Clues linking inflammation and depression have been appearing in studies for the better part of a decade, but the “how and why” hasn’t been easy to identify. For example, while it’s now clear that depression and brain-tissue inflammation often appear in tandem, it’s not clear whether depression leads to inflammation or the other way around.
The latest study may provide part of the answer. Researchers found that by genetically manipulating particular immune receptors in the brains of mice, they could control how their brains reacted to stress. When they allowed the mice brains to be affected by repeated bouts of stress, they were able to witness an immune response that triggered the release of cytokines – proteins that serve as a marker of inflammation in both mice and humans. That inflammatory response, in turn, led to “the atrophy and impaired response of neurons in the medial prefrontal cortex [part of the brain’s executive control center], causing depressive behavior.”
In other words, the researchers were able to observe a series of falling dominoes starting with stress, leading to inflammation, leading to depression, all playing out through an immune response in the brain.
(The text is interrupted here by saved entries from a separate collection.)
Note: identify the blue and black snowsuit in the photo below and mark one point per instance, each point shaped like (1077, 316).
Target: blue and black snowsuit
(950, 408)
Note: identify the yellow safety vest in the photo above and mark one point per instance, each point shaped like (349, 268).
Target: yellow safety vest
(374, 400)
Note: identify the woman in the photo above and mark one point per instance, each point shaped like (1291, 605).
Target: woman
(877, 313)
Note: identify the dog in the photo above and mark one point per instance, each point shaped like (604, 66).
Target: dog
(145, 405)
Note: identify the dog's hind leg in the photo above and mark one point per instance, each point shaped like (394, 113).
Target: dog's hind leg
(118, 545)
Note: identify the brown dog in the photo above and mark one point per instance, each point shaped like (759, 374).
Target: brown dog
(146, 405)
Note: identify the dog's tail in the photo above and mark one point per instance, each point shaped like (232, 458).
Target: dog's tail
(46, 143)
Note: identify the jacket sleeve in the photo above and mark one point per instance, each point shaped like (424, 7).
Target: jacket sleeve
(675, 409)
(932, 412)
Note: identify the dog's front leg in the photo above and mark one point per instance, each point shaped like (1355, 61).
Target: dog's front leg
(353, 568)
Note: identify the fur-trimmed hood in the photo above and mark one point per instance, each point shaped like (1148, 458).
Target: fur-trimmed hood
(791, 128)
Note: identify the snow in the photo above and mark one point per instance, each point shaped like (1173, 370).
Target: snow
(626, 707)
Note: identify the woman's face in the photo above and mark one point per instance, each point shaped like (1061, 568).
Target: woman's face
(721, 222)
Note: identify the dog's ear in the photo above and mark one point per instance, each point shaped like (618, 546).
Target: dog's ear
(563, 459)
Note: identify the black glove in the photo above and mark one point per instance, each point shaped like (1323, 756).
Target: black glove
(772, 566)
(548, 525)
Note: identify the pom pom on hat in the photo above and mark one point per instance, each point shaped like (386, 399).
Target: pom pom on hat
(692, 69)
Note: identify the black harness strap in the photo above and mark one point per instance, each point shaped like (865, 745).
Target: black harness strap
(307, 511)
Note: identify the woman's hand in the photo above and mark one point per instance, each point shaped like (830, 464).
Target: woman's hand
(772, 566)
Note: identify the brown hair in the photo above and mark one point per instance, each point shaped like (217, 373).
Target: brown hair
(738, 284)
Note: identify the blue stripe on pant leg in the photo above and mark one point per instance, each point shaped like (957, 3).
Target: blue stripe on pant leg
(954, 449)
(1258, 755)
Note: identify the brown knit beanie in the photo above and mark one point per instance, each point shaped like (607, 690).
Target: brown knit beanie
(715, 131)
“These findings demonstrate the importance of neural inflammation caused by the innate immune system for stress-induced depression,” said lead researcher Professor Tomoyuki Furuyashiki at the Kobe University Graduate School of Medicine in Japan.
Results from a study earlier this year showed that more than a decade of untreated depression is linked to higher levels of inflammation in the human brain, which suggests that depression is a type of neurodegenerative disease not unlike Parkinson’s and Alzheimer’s. The latest study suggests that the missing piece to more fully understand that connection is how the brain responds to high levels of stress, which could be the initial immune-system trigger.
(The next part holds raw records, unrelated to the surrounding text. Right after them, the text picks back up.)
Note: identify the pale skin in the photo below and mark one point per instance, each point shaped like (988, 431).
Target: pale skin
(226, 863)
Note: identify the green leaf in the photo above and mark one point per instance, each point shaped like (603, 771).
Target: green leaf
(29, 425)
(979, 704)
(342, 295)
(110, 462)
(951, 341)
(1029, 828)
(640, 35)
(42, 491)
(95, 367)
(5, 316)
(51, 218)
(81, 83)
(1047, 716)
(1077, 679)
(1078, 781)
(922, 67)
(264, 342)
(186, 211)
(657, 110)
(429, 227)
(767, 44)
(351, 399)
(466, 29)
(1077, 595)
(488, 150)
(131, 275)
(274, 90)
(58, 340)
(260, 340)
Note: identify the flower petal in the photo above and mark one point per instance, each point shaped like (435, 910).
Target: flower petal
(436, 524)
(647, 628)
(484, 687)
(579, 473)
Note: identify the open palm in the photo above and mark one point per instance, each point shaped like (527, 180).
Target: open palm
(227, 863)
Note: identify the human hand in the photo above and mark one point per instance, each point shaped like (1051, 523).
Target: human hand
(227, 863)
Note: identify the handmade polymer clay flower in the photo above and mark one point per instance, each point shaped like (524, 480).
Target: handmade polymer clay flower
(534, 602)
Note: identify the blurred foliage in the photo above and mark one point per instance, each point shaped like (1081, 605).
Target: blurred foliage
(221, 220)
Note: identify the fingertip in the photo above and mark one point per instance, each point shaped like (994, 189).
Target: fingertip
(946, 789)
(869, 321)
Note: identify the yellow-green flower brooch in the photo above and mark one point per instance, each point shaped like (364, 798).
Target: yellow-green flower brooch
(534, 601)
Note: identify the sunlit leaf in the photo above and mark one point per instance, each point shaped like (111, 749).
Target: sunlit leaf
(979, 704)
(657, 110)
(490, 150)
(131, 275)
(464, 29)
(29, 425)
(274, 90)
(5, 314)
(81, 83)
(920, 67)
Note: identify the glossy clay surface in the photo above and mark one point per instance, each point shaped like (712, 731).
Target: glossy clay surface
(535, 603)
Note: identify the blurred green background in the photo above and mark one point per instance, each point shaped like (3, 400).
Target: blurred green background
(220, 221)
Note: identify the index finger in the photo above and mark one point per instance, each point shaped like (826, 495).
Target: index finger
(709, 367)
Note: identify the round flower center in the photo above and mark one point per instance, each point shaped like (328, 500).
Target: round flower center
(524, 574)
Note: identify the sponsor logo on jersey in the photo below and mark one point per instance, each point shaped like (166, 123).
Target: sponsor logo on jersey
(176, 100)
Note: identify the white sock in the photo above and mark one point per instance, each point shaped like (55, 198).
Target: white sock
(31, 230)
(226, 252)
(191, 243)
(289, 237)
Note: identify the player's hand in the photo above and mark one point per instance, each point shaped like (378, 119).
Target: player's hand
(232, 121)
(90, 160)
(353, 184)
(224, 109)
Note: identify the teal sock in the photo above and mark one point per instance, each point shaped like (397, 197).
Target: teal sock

For humans who suffer from stress-induced depression, this new understanding could lead to meds that target the brain’s immune response instead of neurotransmitters like serotonin and dopamine, which are targeted by today’s standard-issue antidepressants.
“This [study] could lead to the development of new antidepressant medication targeting innate immune molecules,” said Dr. Furuyashiki.
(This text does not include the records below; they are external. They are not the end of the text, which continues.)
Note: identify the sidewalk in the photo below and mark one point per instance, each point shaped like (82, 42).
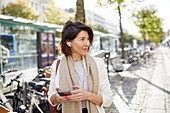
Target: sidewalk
(144, 88)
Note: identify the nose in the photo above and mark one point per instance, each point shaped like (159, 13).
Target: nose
(87, 43)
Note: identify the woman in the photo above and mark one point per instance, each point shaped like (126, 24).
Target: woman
(81, 72)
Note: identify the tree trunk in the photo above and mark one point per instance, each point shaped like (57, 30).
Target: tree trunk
(121, 32)
(80, 13)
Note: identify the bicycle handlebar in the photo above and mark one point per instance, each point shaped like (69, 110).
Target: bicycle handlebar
(15, 79)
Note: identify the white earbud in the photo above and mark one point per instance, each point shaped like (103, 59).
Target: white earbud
(69, 44)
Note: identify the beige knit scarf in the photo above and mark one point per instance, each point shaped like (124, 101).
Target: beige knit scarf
(69, 79)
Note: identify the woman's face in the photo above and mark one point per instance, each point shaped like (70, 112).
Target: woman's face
(80, 45)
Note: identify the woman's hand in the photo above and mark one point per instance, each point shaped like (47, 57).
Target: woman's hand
(79, 94)
(56, 98)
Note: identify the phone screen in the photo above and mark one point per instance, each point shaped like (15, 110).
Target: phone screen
(63, 93)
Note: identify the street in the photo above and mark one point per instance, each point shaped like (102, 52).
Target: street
(144, 88)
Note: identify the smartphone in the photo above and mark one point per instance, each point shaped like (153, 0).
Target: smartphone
(63, 93)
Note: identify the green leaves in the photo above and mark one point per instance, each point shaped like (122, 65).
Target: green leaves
(20, 9)
(149, 23)
(55, 15)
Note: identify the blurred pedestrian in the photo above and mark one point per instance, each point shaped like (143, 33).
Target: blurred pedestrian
(56, 51)
(85, 76)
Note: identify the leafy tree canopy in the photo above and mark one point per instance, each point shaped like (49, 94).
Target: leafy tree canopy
(21, 8)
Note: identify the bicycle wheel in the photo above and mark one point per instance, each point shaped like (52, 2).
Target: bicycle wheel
(44, 107)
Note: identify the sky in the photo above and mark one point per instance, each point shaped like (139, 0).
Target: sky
(162, 6)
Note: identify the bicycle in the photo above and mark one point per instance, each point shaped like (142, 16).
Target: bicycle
(4, 103)
(19, 99)
(39, 102)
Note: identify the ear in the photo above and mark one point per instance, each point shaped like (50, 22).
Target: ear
(68, 43)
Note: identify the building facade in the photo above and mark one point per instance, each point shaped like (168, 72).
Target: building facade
(38, 5)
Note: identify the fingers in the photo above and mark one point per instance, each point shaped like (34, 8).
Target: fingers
(77, 86)
(58, 89)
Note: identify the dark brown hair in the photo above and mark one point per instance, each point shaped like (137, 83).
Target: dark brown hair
(70, 32)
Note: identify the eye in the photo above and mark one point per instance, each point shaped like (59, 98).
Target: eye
(82, 38)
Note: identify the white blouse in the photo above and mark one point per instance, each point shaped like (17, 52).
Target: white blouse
(104, 85)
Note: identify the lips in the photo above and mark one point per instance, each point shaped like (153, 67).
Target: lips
(85, 49)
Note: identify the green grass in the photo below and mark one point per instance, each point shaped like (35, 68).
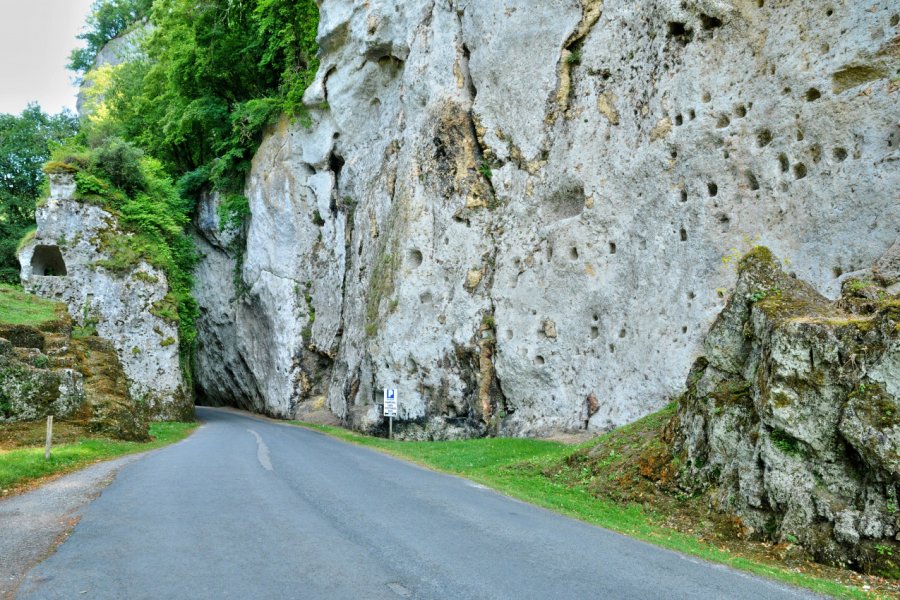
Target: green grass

As with all studies involving animal models, it’s important to note that what applies to mice doesn’t necessarily apply to humans. Mice and humans obviously experience different types of stress and react in different ways. What’s promising about the latest study, however, is that comparable biological mechanisms are involved – the same brain tissue, the same immune response and the same inflammatory markers.
So while this puzzle isn’t nearly complete, these results are a meaningful piece helping to fill out more of the overall picture. Most importantly, they could bring us closer to finding ways of treating treatment-resistant depression, which afflicts up to 40% of all depression patients.
The study was published in the journal Neuron.